I think I know what I did wrong. I have the flush kit on the black waste line and that was closed. The red handle should be paralelle with the black line right eric?

I tested the water comming out of the yellow product hose and it was at 004. Sounds much better ya??


----------



## hojimoe (Mar 7, 2008)

Ciddian said:


> HAHA!
> 
> I think I know what I did wrong. I have the flush kit on the black waste line and that was closed. The red handle should be paralelle with the black line right eric?
> 
> I tested the water comming out of the yellow product hose and it was at 004. Sounds much better ya??

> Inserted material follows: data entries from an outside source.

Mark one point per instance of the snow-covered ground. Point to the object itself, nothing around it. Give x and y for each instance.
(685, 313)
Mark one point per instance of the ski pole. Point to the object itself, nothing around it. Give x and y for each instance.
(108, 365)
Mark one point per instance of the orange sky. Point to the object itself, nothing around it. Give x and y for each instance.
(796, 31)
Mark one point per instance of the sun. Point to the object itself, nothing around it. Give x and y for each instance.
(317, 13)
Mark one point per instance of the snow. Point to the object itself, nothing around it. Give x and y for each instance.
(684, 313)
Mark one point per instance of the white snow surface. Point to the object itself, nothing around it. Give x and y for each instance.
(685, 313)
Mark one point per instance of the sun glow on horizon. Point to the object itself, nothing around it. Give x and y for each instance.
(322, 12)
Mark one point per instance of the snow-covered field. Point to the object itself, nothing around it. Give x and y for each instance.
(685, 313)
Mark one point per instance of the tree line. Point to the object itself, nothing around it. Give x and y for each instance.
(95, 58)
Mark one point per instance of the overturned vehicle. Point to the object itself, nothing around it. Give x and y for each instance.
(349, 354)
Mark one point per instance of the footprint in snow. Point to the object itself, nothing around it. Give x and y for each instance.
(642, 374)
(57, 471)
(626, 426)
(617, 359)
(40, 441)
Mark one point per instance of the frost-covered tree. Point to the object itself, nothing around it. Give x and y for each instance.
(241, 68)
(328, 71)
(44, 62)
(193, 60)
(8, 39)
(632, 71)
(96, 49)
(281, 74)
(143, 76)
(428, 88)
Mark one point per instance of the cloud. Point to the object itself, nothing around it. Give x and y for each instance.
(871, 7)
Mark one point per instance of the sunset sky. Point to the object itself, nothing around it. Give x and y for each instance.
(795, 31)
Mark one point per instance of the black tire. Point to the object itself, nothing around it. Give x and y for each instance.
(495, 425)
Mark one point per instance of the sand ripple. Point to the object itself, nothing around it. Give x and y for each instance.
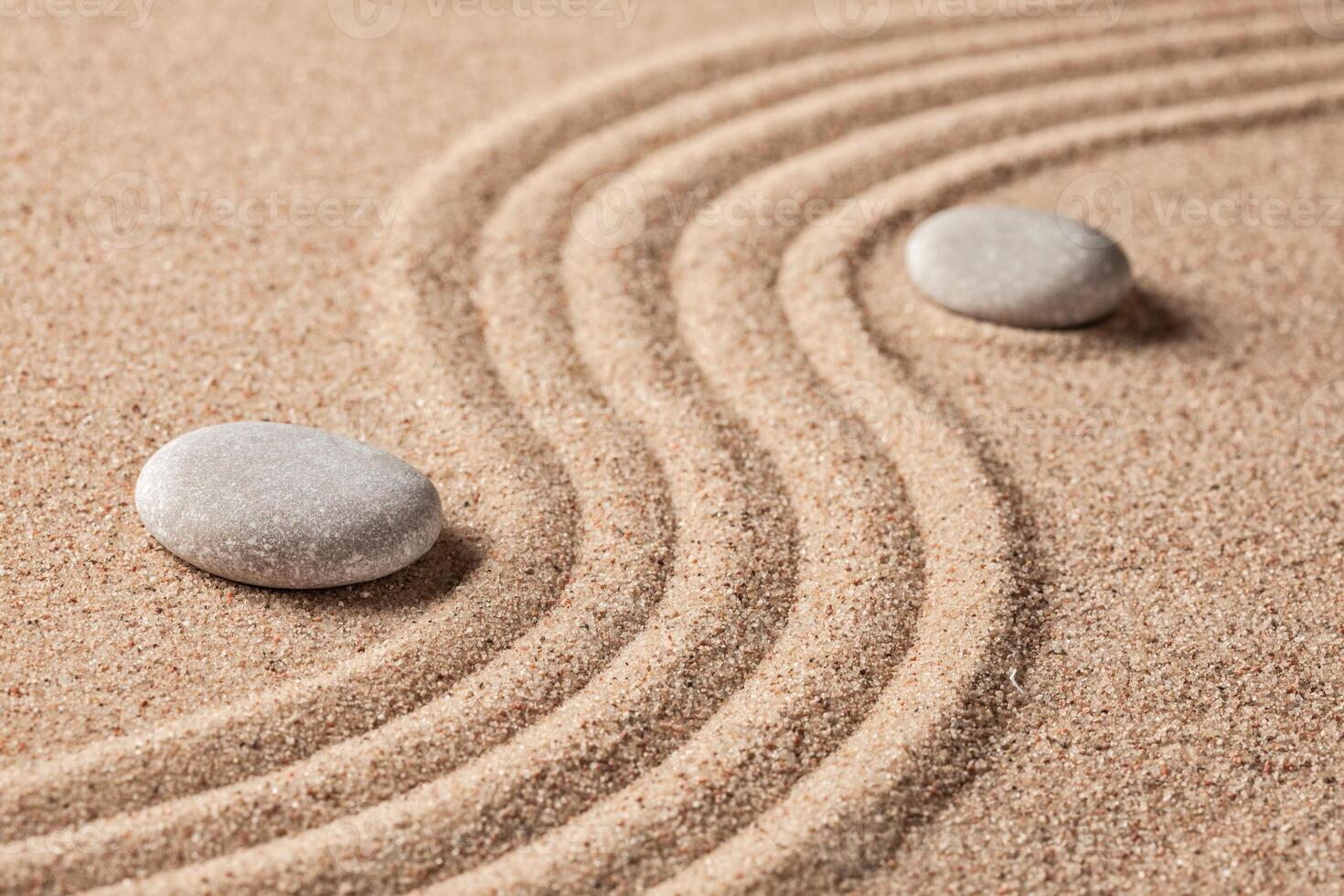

much better lol... I think it will work itself back down to 0 after a short 'break in' by tomorrow I'd think if not within an hour

yay!


----------



## Ciddian (Mar 15, 2006)

Thanks for your help you guys <3


----------



## ameekplec. (May 1, 2008)

Sorry Cid!! I've been craaazy busy these last two days, but I've been meaning to get back to you on this. But good to hear that you figured it out 

Like Jim said, it should right itself after running for a bit. Hope your RO/DI woes are over!


----------



## Ciddian (Mar 15, 2006)

No worries Eric  Thank you again ^^


----------



## planter (Jun 9, 2008)

I just bought an RO unit. After some web searching I came across this link

http://forum.simplydiscus.com/showthread.php?t=27094

I found it very helpful. This person uses the unit for discus, but it's a great read for those of us new to these devices.


----------



## Ciddian (Mar 15, 2006)

Ohh thank you for the link! 

Yea.. I might end up buying a garbage can to store some waste water.. I can use it for my other tanks  Esp. with all the micro bubbles that i seem to get over the winter a lot.


----------